A copy of the Company’s press release is attached to this report as Exhibit 99.1 and is incorporated herein by reference.

 

Exhibit
Number

  Description
10.1   Form of Standby Purchase Agreement (incorporated by reference to Exhibit 4.2 to the Registration Statement on Form S-1/A (No. 333-187759) filed with the Securities and Exchange Commission on June 3, 2013).
99.1   Press Release, dated June 28, 2013.

 

Sales of common stock to the Standby Purchasers have not been registered under the Act and may not be offered or sold in the United States absent registration or an applicable exemption from registration under the Act.

 

This Form 8-K shall not constitute an offer to sell or the solicitation of an offer to buy the securities described herein, nor shall there be any offer or sale of such securities in any jurisdiction in which such offer, solicitation or sale would be unlawful prior to registration or qualification under the securities laws of any such jurisdiction.

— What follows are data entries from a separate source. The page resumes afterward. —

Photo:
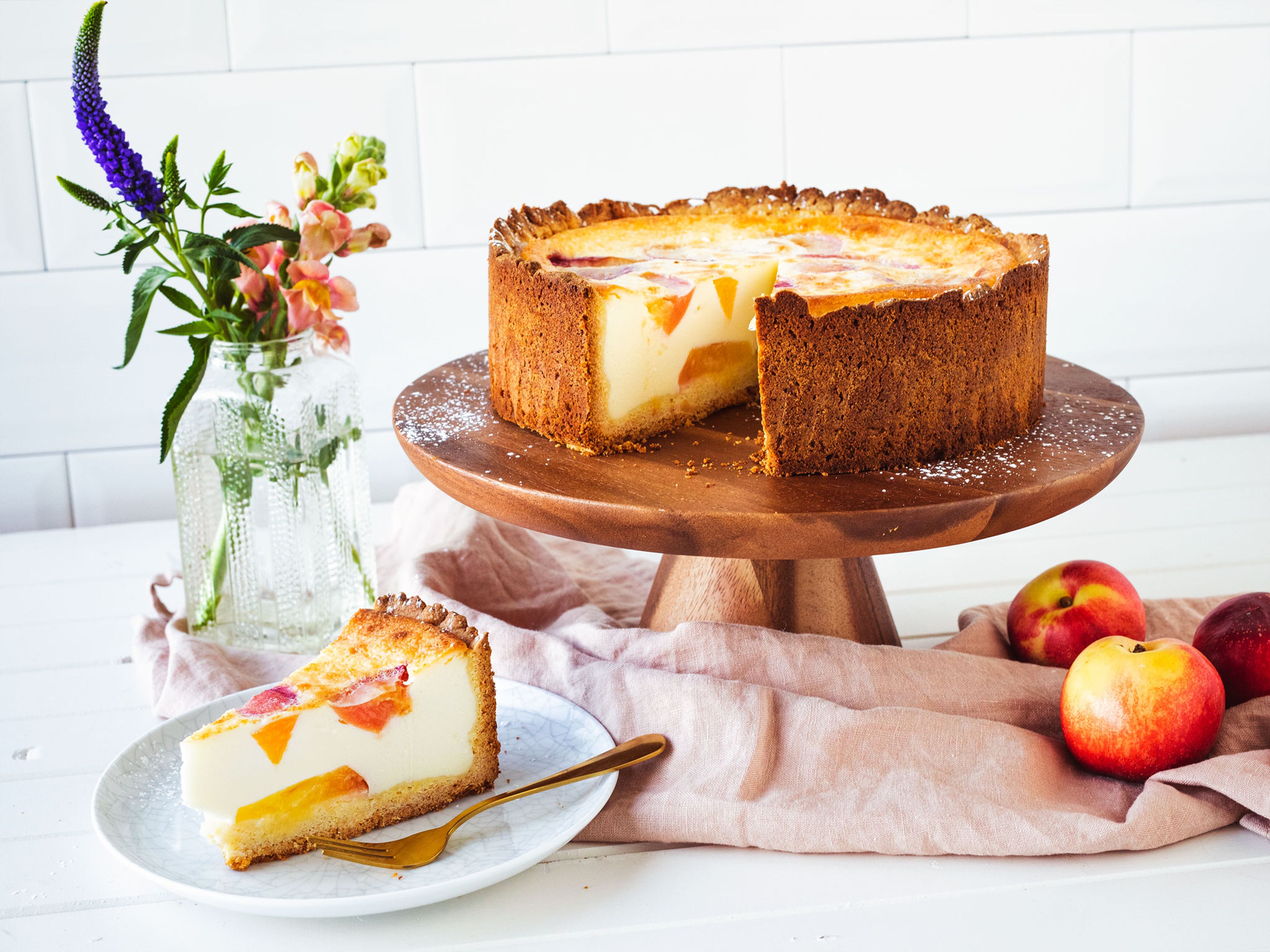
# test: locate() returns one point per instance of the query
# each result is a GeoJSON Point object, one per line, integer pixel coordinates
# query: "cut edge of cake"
{"type": "Point", "coordinates": [547, 325]}
{"type": "Point", "coordinates": [252, 840]}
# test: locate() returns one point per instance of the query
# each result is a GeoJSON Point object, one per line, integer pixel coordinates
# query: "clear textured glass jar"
{"type": "Point", "coordinates": [274, 497]}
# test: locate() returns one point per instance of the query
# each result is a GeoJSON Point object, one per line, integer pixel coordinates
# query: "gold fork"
{"type": "Point", "coordinates": [422, 849]}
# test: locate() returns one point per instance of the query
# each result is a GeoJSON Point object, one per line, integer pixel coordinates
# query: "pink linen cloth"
{"type": "Point", "coordinates": [801, 743]}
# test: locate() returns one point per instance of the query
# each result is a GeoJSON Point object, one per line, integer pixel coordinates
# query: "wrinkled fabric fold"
{"type": "Point", "coordinates": [792, 742]}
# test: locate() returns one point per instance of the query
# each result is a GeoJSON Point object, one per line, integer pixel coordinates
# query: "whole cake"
{"type": "Point", "coordinates": [872, 336]}
{"type": "Point", "coordinates": [393, 719]}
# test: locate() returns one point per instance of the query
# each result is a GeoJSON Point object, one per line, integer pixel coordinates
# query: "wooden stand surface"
{"type": "Point", "coordinates": [785, 553]}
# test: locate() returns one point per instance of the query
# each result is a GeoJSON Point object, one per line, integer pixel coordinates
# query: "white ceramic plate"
{"type": "Point", "coordinates": [138, 813]}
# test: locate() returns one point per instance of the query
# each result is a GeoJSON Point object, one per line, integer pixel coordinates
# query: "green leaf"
{"type": "Point", "coordinates": [182, 301]}
{"type": "Point", "coordinates": [251, 235]}
{"type": "Point", "coordinates": [86, 196]}
{"type": "Point", "coordinates": [124, 243]}
{"type": "Point", "coordinates": [185, 331]}
{"type": "Point", "coordinates": [135, 251]}
{"type": "Point", "coordinates": [220, 169]}
{"type": "Point", "coordinates": [143, 295]}
{"type": "Point", "coordinates": [237, 211]}
{"type": "Point", "coordinates": [204, 248]}
{"type": "Point", "coordinates": [181, 397]}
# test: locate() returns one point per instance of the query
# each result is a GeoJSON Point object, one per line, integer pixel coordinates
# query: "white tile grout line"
{"type": "Point", "coordinates": [35, 175]}
{"type": "Point", "coordinates": [418, 146]}
{"type": "Point", "coordinates": [785, 139]}
{"type": "Point", "coordinates": [229, 39]}
{"type": "Point", "coordinates": [70, 497]}
{"type": "Point", "coordinates": [1128, 196]}
{"type": "Point", "coordinates": [655, 51]}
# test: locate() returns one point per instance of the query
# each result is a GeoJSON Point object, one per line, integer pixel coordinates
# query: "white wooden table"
{"type": "Point", "coordinates": [1187, 518]}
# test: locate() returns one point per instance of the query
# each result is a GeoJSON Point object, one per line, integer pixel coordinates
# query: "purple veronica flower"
{"type": "Point", "coordinates": [110, 146]}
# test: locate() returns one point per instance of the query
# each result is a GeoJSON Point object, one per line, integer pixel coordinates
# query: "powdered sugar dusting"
{"type": "Point", "coordinates": [427, 420]}
{"type": "Point", "coordinates": [1070, 427]}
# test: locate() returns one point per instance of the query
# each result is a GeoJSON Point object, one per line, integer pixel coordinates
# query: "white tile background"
{"type": "Point", "coordinates": [1136, 134]}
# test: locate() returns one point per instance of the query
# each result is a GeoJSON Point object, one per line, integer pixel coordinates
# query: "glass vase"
{"type": "Point", "coordinates": [274, 497]}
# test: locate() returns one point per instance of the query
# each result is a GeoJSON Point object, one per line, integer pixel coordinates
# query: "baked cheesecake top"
{"type": "Point", "coordinates": [367, 660]}
{"type": "Point", "coordinates": [846, 248]}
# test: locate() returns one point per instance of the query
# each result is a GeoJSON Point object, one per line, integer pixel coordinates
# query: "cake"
{"type": "Point", "coordinates": [393, 719]}
{"type": "Point", "coordinates": [872, 336]}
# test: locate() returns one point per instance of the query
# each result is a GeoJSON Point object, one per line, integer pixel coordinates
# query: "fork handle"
{"type": "Point", "coordinates": [633, 752]}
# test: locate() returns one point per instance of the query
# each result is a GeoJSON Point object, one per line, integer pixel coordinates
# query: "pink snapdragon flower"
{"type": "Point", "coordinates": [323, 230]}
{"type": "Point", "coordinates": [261, 291]}
{"type": "Point", "coordinates": [277, 214]}
{"type": "Point", "coordinates": [313, 299]}
{"type": "Point", "coordinates": [374, 235]}
{"type": "Point", "coordinates": [304, 178]}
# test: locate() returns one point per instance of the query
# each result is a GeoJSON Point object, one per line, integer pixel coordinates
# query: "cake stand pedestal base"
{"type": "Point", "coordinates": [788, 554]}
{"type": "Point", "coordinates": [839, 597]}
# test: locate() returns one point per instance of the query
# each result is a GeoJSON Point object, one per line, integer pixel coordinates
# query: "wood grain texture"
{"type": "Point", "coordinates": [839, 597]}
{"type": "Point", "coordinates": [718, 507]}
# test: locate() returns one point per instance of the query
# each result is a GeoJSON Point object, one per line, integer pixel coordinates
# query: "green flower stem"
{"type": "Point", "coordinates": [206, 614]}
{"type": "Point", "coordinates": [185, 263]}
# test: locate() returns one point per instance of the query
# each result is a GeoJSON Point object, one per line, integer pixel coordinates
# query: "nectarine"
{"type": "Point", "coordinates": [1074, 605]}
{"type": "Point", "coordinates": [1133, 709]}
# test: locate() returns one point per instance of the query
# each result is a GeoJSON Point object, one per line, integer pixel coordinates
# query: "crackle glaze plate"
{"type": "Point", "coordinates": [138, 813]}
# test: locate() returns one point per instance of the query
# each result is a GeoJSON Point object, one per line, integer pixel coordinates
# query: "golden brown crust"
{"type": "Point", "coordinates": [544, 343]}
{"type": "Point", "coordinates": [244, 845]}
{"type": "Point", "coordinates": [371, 642]}
{"type": "Point", "coordinates": [835, 400]}
{"type": "Point", "coordinates": [383, 633]}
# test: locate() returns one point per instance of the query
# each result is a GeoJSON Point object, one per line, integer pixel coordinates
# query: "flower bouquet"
{"type": "Point", "coordinates": [263, 428]}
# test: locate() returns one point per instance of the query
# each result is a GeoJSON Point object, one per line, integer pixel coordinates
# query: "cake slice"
{"type": "Point", "coordinates": [393, 719]}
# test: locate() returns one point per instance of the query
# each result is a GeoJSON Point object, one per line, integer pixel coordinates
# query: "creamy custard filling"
{"type": "Point", "coordinates": [679, 291]}
{"type": "Point", "coordinates": [233, 770]}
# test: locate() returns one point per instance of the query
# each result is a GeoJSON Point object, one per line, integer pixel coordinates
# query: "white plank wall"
{"type": "Point", "coordinates": [1135, 133]}
{"type": "Point", "coordinates": [1187, 517]}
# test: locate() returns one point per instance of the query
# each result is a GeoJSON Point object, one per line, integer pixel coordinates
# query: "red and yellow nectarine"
{"type": "Point", "coordinates": [1133, 709]}
{"type": "Point", "coordinates": [1071, 606]}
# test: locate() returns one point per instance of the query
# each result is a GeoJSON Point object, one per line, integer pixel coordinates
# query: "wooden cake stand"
{"type": "Point", "coordinates": [792, 554]}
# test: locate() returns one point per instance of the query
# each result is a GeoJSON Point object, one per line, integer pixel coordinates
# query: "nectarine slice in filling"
{"type": "Point", "coordinates": [374, 701]}
{"type": "Point", "coordinates": [293, 803]}
{"type": "Point", "coordinates": [727, 291]}
{"type": "Point", "coordinates": [269, 701]}
{"type": "Point", "coordinates": [668, 311]}
{"type": "Point", "coordinates": [717, 358]}
{"type": "Point", "coordinates": [275, 737]}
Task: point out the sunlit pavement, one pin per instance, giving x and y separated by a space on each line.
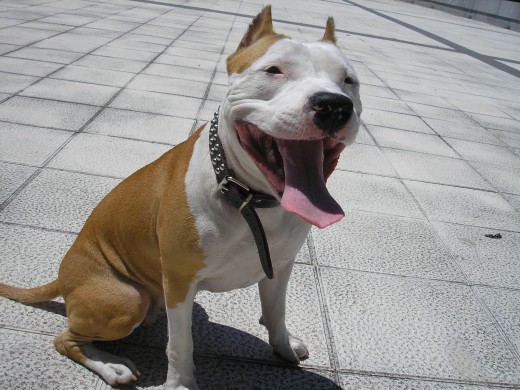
406 292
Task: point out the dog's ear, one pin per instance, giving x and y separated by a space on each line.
259 37
330 31
261 26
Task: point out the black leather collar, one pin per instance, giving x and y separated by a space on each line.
241 197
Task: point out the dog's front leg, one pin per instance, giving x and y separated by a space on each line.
180 344
272 297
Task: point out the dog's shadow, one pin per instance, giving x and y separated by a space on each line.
225 357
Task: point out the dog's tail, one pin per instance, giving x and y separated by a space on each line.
31 295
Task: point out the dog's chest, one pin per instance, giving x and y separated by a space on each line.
231 255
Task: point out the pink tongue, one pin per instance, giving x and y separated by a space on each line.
305 193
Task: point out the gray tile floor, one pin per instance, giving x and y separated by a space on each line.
406 292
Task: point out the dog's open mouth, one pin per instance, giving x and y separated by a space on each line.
297 170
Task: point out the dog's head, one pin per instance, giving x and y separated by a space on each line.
291 109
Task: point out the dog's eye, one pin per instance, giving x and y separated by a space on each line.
349 80
273 70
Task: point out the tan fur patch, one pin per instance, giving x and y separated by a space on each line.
244 58
330 35
181 256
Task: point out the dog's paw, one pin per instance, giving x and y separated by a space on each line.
175 386
118 374
293 349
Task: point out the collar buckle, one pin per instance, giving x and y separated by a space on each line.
222 186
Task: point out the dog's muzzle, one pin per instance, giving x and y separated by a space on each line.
332 111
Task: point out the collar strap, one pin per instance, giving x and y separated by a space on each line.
241 197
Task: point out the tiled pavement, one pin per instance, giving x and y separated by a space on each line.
405 293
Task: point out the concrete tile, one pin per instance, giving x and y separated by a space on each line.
363 137
27 144
430 100
485 153
365 158
384 104
87 36
514 200
12 176
505 306
435 169
504 179
484 260
238 333
12 83
509 138
58 200
117 64
385 244
497 123
473 133
357 191
113 25
179 72
68 19
106 156
363 382
6 48
31 257
131 54
139 125
158 31
94 75
27 67
217 92
441 113
71 91
464 206
58 56
157 103
39 112
377 91
44 367
411 141
404 326
395 121
192 53
145 82
220 78
134 42
143 39
46 26
215 47
18 31
66 45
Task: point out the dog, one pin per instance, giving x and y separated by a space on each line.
211 213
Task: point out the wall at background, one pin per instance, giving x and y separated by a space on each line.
503 13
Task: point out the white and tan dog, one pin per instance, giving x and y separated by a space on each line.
167 232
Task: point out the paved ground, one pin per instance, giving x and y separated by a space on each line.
405 293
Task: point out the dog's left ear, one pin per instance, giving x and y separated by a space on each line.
261 26
330 31
257 40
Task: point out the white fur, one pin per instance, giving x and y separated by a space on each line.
278 106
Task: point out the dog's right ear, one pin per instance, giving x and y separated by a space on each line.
330 32
261 26
257 40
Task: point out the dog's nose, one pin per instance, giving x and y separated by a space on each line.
332 110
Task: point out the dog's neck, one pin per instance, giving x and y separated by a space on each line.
240 196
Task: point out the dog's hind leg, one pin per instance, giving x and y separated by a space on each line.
272 298
104 310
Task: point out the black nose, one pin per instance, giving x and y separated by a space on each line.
332 111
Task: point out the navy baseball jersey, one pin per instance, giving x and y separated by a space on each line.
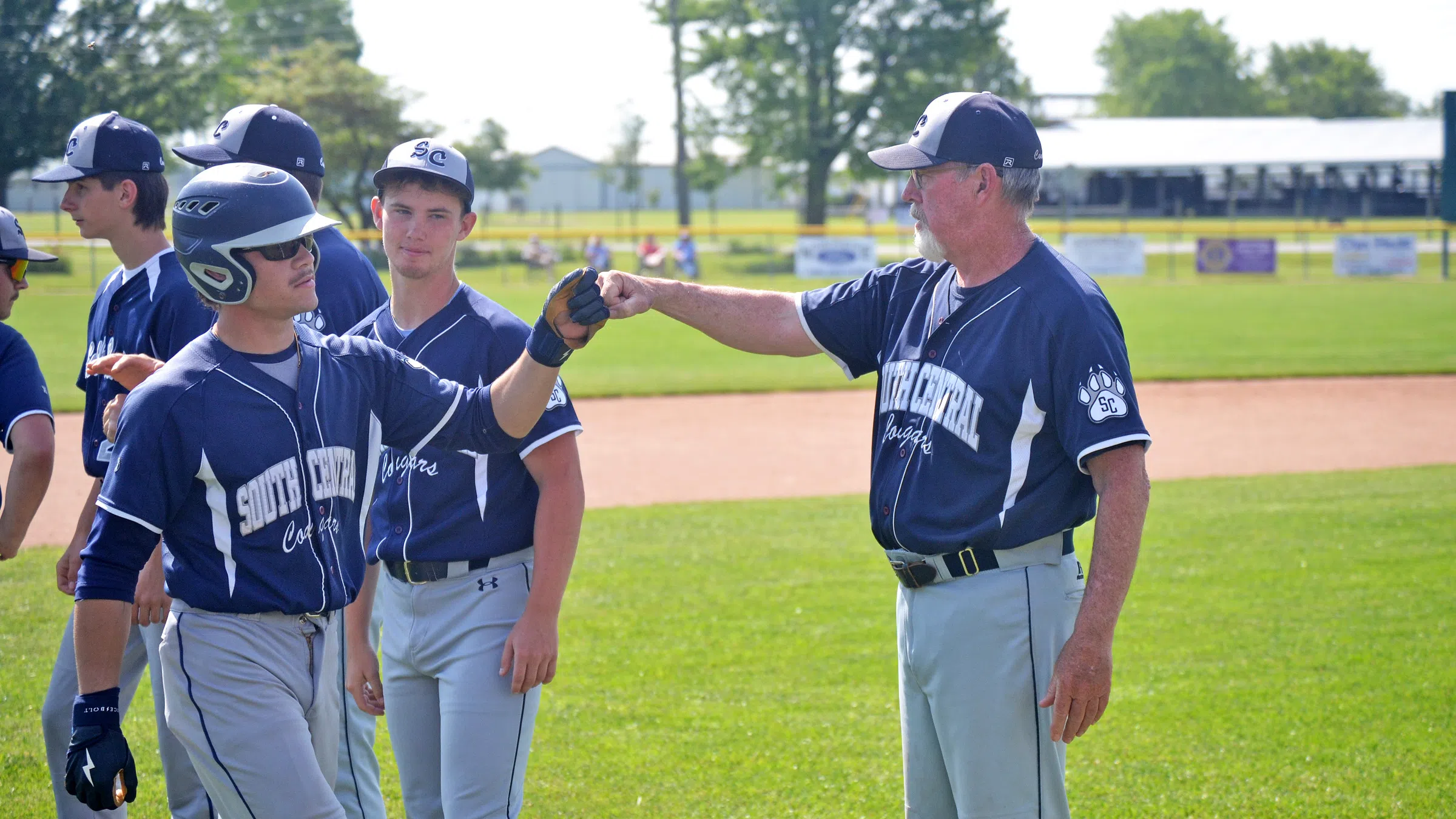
347 286
460 505
991 398
261 491
22 386
155 312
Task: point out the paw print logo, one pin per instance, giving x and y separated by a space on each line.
1104 396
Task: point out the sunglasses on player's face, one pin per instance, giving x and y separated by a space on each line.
285 251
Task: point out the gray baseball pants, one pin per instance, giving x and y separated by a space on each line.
976 656
186 795
357 784
460 736
254 700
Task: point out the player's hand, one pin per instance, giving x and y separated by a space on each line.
111 416
530 653
70 566
625 295
127 369
152 601
1081 686
362 678
96 758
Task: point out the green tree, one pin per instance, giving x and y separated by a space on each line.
494 167
1314 79
1176 64
357 114
810 79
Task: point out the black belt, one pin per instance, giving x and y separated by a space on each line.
959 564
427 570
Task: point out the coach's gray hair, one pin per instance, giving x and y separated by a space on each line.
1021 187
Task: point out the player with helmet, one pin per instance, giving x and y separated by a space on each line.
475 548
115 191
254 455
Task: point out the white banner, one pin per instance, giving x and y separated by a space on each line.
835 257
1375 254
1107 254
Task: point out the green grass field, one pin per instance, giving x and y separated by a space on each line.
1286 652
1180 327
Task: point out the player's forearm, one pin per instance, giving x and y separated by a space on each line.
519 396
1119 532
753 321
103 629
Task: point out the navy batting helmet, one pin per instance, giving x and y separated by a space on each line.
229 209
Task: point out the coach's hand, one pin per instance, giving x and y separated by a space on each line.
99 770
625 295
530 652
1081 686
127 369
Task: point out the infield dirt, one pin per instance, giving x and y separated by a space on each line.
704 448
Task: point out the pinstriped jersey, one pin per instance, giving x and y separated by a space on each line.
446 503
260 491
991 398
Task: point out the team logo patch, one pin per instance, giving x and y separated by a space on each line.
1104 396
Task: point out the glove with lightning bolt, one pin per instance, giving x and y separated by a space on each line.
99 769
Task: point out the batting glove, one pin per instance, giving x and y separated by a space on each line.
576 298
99 770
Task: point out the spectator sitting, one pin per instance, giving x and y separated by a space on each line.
598 254
539 257
652 257
685 252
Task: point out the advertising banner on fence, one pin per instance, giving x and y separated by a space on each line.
1380 254
1107 254
835 257
1236 255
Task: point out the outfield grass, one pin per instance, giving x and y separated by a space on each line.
1178 327
1286 652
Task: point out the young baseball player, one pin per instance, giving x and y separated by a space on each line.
27 426
1005 417
348 286
477 548
115 191
254 454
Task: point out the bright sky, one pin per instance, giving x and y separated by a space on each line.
564 72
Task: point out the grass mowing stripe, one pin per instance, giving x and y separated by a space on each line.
1285 652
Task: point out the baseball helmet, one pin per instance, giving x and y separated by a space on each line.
229 209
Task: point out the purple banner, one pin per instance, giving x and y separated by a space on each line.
1236 255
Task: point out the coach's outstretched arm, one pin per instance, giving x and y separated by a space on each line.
753 321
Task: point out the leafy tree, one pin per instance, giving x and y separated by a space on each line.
810 79
496 168
1312 79
1176 64
357 114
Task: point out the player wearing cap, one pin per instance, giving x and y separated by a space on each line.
348 285
1005 417
254 454
115 191
27 426
477 547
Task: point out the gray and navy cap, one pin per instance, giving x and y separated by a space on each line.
428 157
107 142
266 135
966 127
12 241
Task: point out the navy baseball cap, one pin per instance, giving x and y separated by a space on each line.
107 142
966 127
12 241
266 135
428 157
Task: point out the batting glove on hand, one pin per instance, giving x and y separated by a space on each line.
99 770
573 314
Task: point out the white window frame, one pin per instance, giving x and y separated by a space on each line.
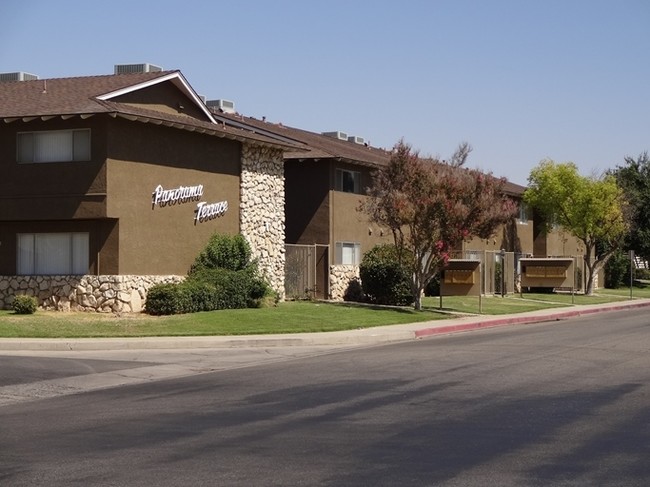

A registration statement relating to rights offering has been filed with the Securities and Exchange Commission and was declared effective on June 26, 2013. The rights offering will be made only by means of a prospectus, which is a part of such registration statement. Copies of the prospectus for the rights offering may be obtained by contacting the Company's information agent, AST Phoenix Advisors at (877) 478-5038.

 

 
 

 

SIGNATURES

Pursuant to the requirements of the Securities Exchange Act of 1934, the Registrant has duly caused this report to be signed on its behalf by the undersigned hereunto duly authorized.

 

  SUSSEX BANCORP
     
Date: June 28, 2013 By: /s/ Steven M. Fusco
    Steven M. Fusco
    Executive Vice President and Chief Financial Officer

 

 

 
 

 

EXHIBIT INDEX

 

Exhibit
Number

  Description
10.1   Form of Standby Purchase Agreement (incorporated by reference to Exhibit 4.2 to the Registration Statement on Form S-1/A (No. 333-187759) filed with the Securities and Exchange Commission on June 3, 2013).
99.1   Press Release, dated June 28, 2013.